Palace Music - Viva Last BluesViva Ultra is like post-hardcore blues delivered in imaginative, off-kilter ways, as a story about two lovers from different sides of the tracks emerges (“She’s my lifeblood / She’s my secret sharer”). Oldham’s lyrical vignettes become sharper on The Brute Choir. “Take fear and call it lust,” he announces, tackling his fear as an artist with the kind of rambling tale that you’re likely to hear from a flawed genius three beers deep at the end of the bar (“Their voices bringing trees to their knees / With nothing to say when they’re speaking / They’re quiet, the choir, their voices go higher”).
The residue drips into The Mountain Low.

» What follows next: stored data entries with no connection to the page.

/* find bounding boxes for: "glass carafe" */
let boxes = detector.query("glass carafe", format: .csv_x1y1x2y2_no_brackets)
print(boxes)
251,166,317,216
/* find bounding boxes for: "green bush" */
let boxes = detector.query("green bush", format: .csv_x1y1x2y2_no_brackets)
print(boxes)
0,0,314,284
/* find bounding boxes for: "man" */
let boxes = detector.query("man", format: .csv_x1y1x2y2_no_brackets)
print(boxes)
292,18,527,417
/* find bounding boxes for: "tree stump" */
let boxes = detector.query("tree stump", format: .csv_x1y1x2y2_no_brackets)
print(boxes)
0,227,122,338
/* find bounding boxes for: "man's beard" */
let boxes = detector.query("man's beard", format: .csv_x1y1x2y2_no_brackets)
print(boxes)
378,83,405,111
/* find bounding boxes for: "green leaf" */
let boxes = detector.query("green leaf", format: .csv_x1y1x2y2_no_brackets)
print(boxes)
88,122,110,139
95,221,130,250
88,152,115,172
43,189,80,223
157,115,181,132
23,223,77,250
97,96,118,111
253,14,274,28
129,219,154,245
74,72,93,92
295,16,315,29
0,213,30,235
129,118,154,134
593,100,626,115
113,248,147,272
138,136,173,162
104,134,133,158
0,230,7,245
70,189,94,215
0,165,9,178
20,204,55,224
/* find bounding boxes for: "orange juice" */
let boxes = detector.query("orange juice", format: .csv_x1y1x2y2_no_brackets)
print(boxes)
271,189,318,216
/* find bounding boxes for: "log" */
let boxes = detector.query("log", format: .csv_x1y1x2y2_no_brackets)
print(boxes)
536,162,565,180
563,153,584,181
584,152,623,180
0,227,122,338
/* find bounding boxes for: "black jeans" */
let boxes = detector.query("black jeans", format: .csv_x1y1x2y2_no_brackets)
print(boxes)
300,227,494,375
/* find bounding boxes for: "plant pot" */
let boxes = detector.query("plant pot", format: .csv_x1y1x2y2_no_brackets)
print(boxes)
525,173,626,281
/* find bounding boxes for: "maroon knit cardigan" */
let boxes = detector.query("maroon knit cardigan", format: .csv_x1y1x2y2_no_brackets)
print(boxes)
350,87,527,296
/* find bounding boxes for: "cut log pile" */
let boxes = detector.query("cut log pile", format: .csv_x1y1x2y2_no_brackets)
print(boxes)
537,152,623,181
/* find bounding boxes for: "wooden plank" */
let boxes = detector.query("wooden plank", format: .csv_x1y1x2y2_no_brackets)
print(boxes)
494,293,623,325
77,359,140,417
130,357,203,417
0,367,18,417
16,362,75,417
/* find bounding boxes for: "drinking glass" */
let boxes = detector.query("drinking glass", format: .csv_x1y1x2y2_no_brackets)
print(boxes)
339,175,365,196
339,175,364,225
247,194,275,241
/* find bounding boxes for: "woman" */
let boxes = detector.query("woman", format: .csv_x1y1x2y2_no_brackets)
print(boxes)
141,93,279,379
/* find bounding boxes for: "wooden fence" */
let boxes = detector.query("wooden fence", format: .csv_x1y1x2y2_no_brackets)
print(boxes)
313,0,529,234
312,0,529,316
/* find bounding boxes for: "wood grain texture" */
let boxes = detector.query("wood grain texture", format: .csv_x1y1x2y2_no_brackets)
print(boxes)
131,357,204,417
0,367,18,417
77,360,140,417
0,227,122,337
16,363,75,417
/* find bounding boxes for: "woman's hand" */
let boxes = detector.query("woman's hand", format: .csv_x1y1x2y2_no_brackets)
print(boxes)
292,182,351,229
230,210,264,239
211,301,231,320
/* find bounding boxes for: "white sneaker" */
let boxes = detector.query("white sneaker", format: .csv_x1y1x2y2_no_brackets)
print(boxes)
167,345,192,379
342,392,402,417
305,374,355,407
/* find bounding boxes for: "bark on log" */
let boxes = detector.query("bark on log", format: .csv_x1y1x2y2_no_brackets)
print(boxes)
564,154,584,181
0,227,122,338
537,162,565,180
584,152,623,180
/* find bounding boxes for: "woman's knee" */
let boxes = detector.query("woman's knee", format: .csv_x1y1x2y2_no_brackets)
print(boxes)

Nomadic folk where Oldham humorously professes, “If I could fuck a mountain / Lord I’d fuck mountain / With a woman in the valley”. It’s one of those unfiltered observations littered throughout the folk broad church, but perhaps never done as brashly as this, emboldening a future generation to follow suite (most notably, Cass McCombs who through his song, Morning Star, ruminated about taking a shit in space).
Untethered from friends and family, on Tonight’s Decision (and Hereafter) the protagonist blows their life up through unspeakable actions even Oldham doesn’t reveal through the song, instead leaving us to form our own interpretations of the disaster. It’s the darkest moment on Viva Last Blues, and perhaps a path that, with the benefit of hindsight, would become prevalent in Oldham’s defining moment as a songwriter with Bonnie “Prince” Billy’s I See A Darkness (1999).

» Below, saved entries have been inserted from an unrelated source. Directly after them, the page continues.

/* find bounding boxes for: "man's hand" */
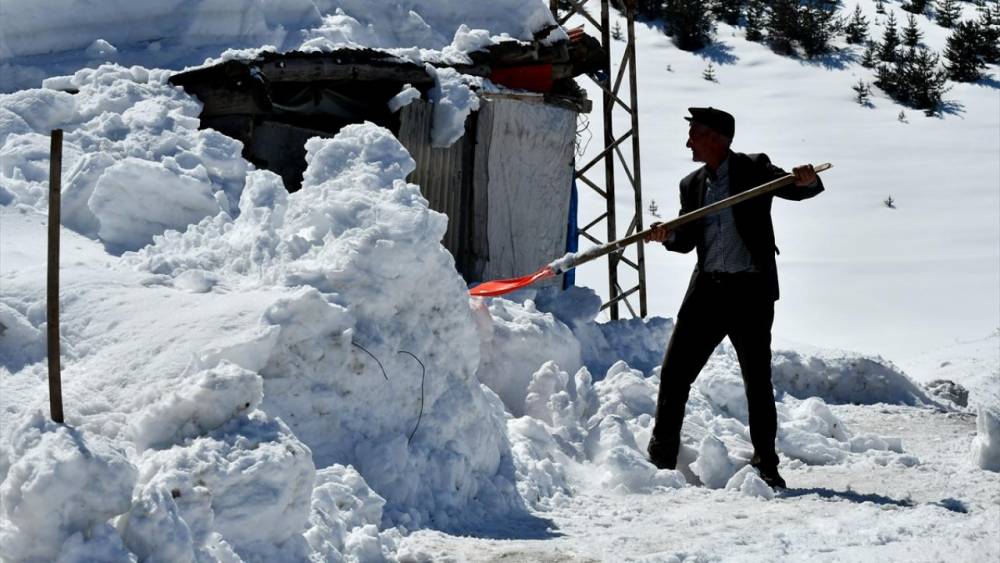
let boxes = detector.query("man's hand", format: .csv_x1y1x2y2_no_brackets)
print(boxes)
645,221,669,243
792,164,818,187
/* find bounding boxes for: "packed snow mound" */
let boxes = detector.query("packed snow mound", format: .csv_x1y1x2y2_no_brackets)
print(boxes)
771,348,935,406
1,0,562,92
0,65,249,252
298,3,563,60
971,406,1000,472
0,412,137,562
1,121,525,558
126,123,522,529
534,285,674,378
0,302,46,372
472,296,922,499
474,298,583,417
501,344,913,500
304,465,399,561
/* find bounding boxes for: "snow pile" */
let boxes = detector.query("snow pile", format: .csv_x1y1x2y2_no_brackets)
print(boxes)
771,348,935,406
297,0,559,52
125,123,521,530
971,406,1000,472
485,306,921,499
128,362,263,450
0,412,137,562
0,121,527,559
0,302,46,372
474,299,583,417
123,409,317,561
304,465,397,561
534,285,674,377
0,65,249,252
1,0,562,93
424,65,481,147
924,379,970,408
506,360,686,498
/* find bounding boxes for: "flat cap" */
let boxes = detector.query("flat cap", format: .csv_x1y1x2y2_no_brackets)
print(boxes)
685,107,735,140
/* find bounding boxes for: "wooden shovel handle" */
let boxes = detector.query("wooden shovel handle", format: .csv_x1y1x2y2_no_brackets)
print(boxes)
557,163,832,272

Sonically, New Partner doesn’t stray far from Tonight’s Decision (and Hereafter) – a love song that is all swoon and purr, the verses flowing like beer on tap. It’s the kind of moment that just drops into a songwriter’s lap, and (again with hindsight) the first thread to form the patchwork that Oldham would weave alongside Matt Sweeney with Superwolf (2005) and Superwolves (2021).
Following the buoyant wall of sound of Work Hard / Play Hard, Cat’s Blues is just as large-hearted. Albini really gets into his work from behind the consoles, harnessing the quiet / loud dynamics that he will eternally be the master of. And while the traces of Cat’s Blues are heard on We All, Us Three, Will Ride, there’s more of a campfire hiss, with an intimate tale where the emotional weight is captured just as much in Albini’s recording of Oldham’s performance than the song itself.
On closing track, Old Jerusalem as Oldham sings, “Trouble has caused me so much grief”, the story unfolds where one could perhaps draw a straight line to Tonight’s Decision (and Hereafter). It’s life on the fault lines, and while Oldham’s naked honesty has been imitated by so many since the recording of Viva Last Blues, one has to consider that short of Callahan, David Berman, Lou Barlow and maybe John Darnielle, sincerity through song was a rare commodity in 1995. Coupled with Albini’s unvarnished recordings, Oldham offered a boldness. Not only an unmooring of emotions through his songs but also delivering them with a spirit where the performances actually sounded like he meant it.
This is why Oldham has gone on to be of the most peerless songwriters of our time. His songs, often feeling like the first take because that’s where the honesty and true spirit is. And for many, Viva Last Blues was the first snapshot of an artist who has made this the focal point of his creative existence.
Viva Last Blues was released via Drag City / Domino Recording Co.